2) Introduction. Provide a brief outline of the dataset you are using for this assignment. Briefly describe the content of the data. Include a screenshot of the data (not all, but partial as far as all relevant variables are visible).
3) Data preparation – handling missing data, removing irrelevant variables
4) Data exploration process. Explain and discuss what data exploration you performed (e.g., questions generated about the data set content). Include any specific ideas or suggestions as to how this could be used in your organization.
5) Visualizations created. Explain the visualizations created. Include the value-added aspects of the visualizations. Include creative aspects for increasing potential for higher assignment grade.
6) Calculation which adds insights or value to the data set. Include and explain the value of the calculation, i.e., insights provided by the calculation.
7) References (1 page limit): List all references in APA format used in preparing this report. It is strongly recommended to use outside knowledge in setting-up the analysis or discussing the results where possible.

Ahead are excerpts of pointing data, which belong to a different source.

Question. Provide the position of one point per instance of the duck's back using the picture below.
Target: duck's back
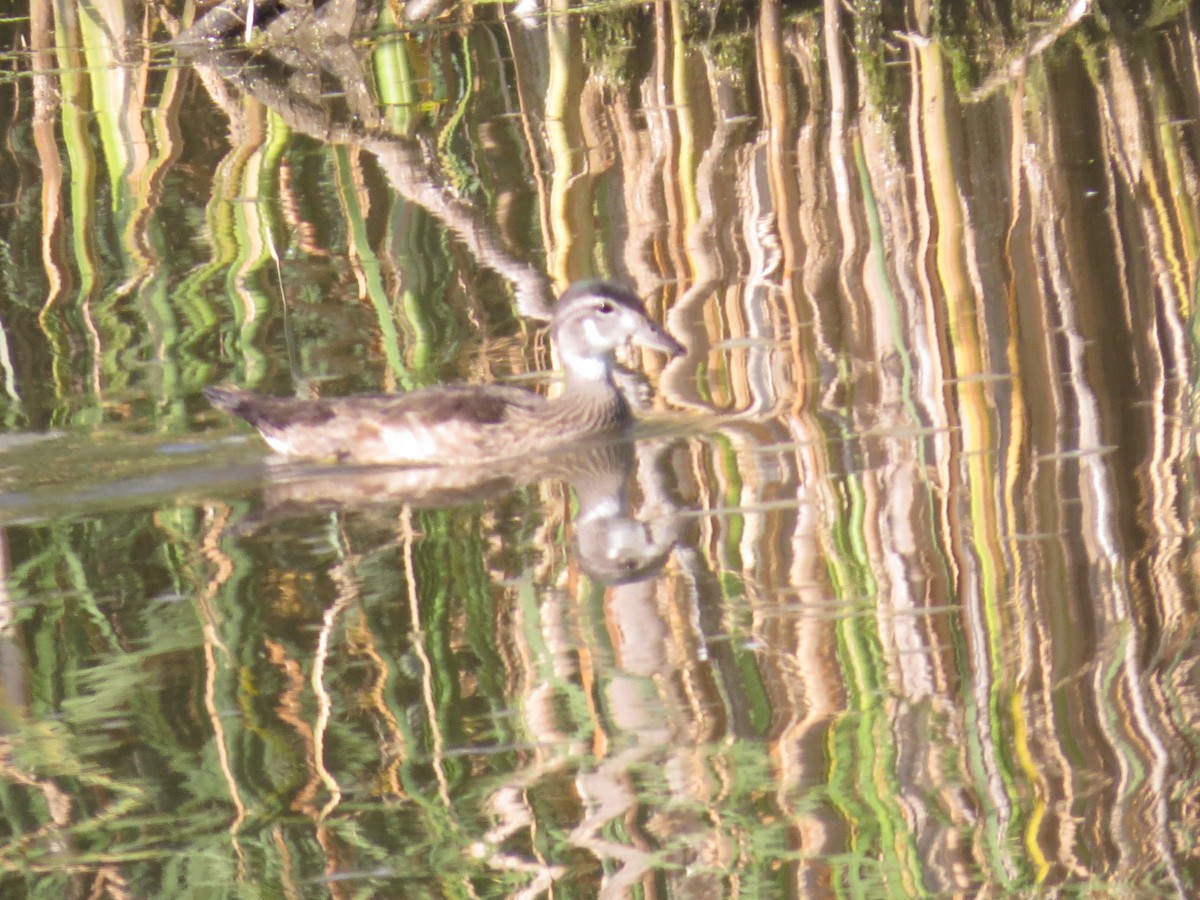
(445, 426)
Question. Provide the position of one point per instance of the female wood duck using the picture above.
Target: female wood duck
(461, 425)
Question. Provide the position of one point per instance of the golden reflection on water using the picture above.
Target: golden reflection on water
(894, 597)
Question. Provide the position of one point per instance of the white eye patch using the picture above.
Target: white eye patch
(593, 333)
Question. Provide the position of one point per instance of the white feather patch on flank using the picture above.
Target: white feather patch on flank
(408, 444)
(280, 445)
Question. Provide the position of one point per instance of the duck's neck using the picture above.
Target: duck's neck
(589, 383)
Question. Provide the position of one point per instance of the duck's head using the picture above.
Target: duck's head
(593, 318)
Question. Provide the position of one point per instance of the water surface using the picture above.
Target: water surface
(894, 594)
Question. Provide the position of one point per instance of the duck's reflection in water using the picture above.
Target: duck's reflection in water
(612, 545)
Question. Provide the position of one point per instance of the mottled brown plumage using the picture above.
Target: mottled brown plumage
(462, 425)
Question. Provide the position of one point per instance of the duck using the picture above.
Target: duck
(469, 425)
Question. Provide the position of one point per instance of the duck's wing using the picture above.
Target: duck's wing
(437, 425)
(433, 407)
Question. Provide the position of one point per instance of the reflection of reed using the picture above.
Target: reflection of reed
(933, 629)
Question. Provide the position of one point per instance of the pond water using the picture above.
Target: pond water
(893, 592)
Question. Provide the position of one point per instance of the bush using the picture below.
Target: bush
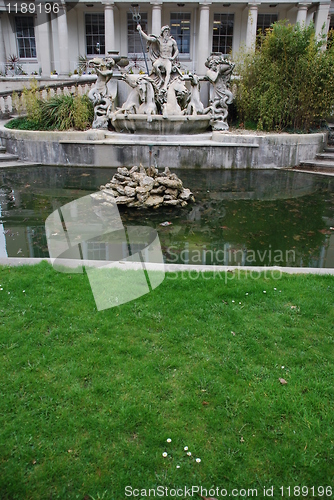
(54, 113)
(288, 82)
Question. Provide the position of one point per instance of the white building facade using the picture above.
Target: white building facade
(48, 37)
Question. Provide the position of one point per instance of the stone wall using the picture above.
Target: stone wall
(216, 150)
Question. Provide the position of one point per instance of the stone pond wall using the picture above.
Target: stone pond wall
(212, 150)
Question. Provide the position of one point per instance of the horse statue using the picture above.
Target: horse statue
(219, 75)
(101, 94)
(177, 93)
(195, 106)
(141, 98)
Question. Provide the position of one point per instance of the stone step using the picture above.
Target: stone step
(327, 164)
(7, 157)
(325, 156)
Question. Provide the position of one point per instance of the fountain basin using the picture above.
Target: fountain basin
(173, 125)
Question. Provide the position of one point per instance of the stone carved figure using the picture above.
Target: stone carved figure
(163, 52)
(177, 98)
(219, 75)
(100, 94)
(195, 106)
(141, 98)
(166, 94)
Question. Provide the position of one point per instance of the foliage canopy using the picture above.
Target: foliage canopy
(289, 81)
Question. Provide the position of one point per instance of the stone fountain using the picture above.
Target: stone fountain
(165, 101)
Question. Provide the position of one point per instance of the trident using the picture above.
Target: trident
(136, 17)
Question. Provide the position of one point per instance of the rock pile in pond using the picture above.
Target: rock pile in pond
(147, 188)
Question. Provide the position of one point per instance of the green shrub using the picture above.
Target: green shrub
(22, 123)
(288, 82)
(54, 113)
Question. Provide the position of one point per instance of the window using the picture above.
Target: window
(95, 40)
(264, 21)
(222, 33)
(134, 44)
(180, 30)
(25, 35)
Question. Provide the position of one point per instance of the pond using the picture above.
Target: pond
(240, 217)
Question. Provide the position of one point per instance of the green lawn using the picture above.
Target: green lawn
(88, 399)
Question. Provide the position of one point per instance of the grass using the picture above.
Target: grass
(88, 399)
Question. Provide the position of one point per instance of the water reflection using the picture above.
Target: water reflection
(258, 217)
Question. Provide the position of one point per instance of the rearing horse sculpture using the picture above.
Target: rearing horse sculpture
(177, 92)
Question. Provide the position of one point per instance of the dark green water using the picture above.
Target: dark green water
(264, 217)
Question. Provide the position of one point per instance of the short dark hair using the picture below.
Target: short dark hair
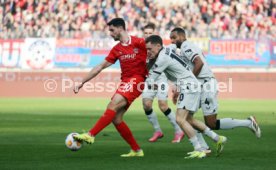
(154, 39)
(117, 22)
(149, 26)
(179, 30)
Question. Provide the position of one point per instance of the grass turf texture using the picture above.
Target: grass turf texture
(33, 133)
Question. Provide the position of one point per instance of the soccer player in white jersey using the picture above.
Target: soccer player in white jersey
(167, 61)
(208, 100)
(160, 91)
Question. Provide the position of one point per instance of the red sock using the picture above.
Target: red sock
(104, 121)
(127, 135)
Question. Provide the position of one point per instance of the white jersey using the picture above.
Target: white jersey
(172, 65)
(189, 52)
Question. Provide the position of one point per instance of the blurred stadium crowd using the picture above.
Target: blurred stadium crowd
(223, 19)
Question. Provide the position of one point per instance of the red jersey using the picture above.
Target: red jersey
(132, 57)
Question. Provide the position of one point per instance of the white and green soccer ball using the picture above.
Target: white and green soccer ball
(71, 143)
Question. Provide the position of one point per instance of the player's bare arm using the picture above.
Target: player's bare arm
(198, 64)
(93, 73)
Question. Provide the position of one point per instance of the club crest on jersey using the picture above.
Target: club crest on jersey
(135, 50)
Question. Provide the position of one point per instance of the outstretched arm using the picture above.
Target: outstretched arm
(198, 64)
(93, 73)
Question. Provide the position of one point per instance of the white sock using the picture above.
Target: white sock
(201, 140)
(229, 123)
(194, 141)
(154, 121)
(171, 118)
(211, 134)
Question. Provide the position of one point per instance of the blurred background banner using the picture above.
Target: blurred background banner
(38, 53)
(239, 53)
(273, 53)
(47, 53)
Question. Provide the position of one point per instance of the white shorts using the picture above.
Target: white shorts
(161, 90)
(189, 96)
(208, 96)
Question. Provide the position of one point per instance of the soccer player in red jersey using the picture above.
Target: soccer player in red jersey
(132, 54)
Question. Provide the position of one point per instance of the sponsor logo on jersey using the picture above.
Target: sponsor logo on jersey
(128, 57)
(136, 50)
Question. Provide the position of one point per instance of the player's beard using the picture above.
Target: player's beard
(178, 44)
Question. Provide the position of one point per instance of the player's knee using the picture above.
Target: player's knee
(114, 106)
(211, 124)
(117, 120)
(163, 106)
(147, 106)
(179, 120)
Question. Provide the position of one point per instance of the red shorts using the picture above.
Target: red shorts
(131, 88)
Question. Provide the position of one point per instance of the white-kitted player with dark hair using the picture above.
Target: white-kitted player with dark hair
(160, 91)
(193, 55)
(167, 61)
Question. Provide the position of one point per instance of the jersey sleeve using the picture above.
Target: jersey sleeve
(189, 52)
(112, 57)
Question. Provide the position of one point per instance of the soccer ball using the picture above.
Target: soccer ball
(71, 143)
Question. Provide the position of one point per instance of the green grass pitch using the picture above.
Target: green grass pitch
(33, 131)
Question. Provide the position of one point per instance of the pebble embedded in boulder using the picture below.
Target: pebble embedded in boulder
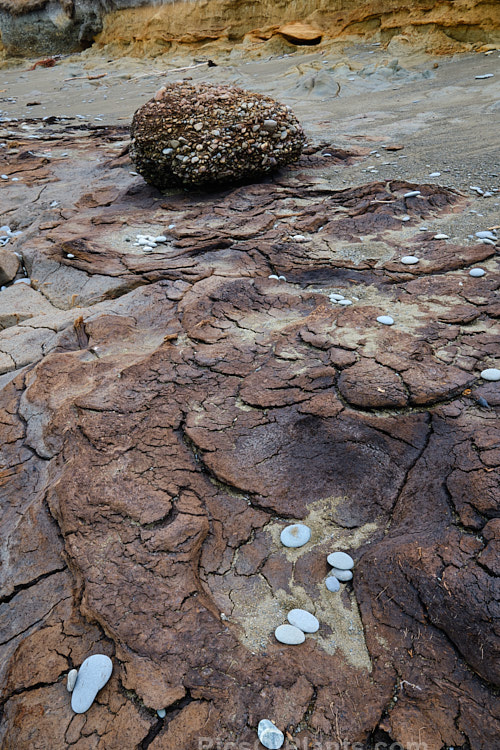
(340, 560)
(341, 575)
(295, 535)
(92, 676)
(289, 634)
(332, 583)
(269, 735)
(491, 374)
(303, 620)
(204, 135)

8) Appendix (4 page limit):
a) Appendix A: Include any appropriate workbooks and/or screenshots (figures, tables, diagrams) used in this assignment. Make sure all tables, figures, or diagrams are properly numbered and titled. For example, “Table 1. Model Results”. Make sure all tables or figures or diagrams are easily readable and visually presentable.
§ Assignments that: 1) adequately address all required tasks; 2) are submitted on time; 3) are properly formatted (APA format for references, no typos or misspelled words, no grammar errors, cover page, etc.) will receive a grade of B (80-89, depending on content).
§ In order to increase (but not guarantee) your chances of receiving a higher grade, you need to show clear evidence of critical thinking. Critical thinking can take many forms, depending on the type of assignment. In some instances, showing greater depth (e.g., such as creating more models, looking at more than one insightful fact or relationships, and comparing them on key criteria) is one method for providing evidence of critical thinking. In other cases, it might include providing more explanation to include the pros and cons of the approach used or the arguments in favor and against the proposal as well as some criteria for choosing among the alternatives. Still another example would be providing significant insights as to how the assignment outcome would benefit (or would meet resistance) in your organization and what steps might be employed to facilitate acceptance. Certainly, this is not a complete list, but gives some examples of critical thinking aspects.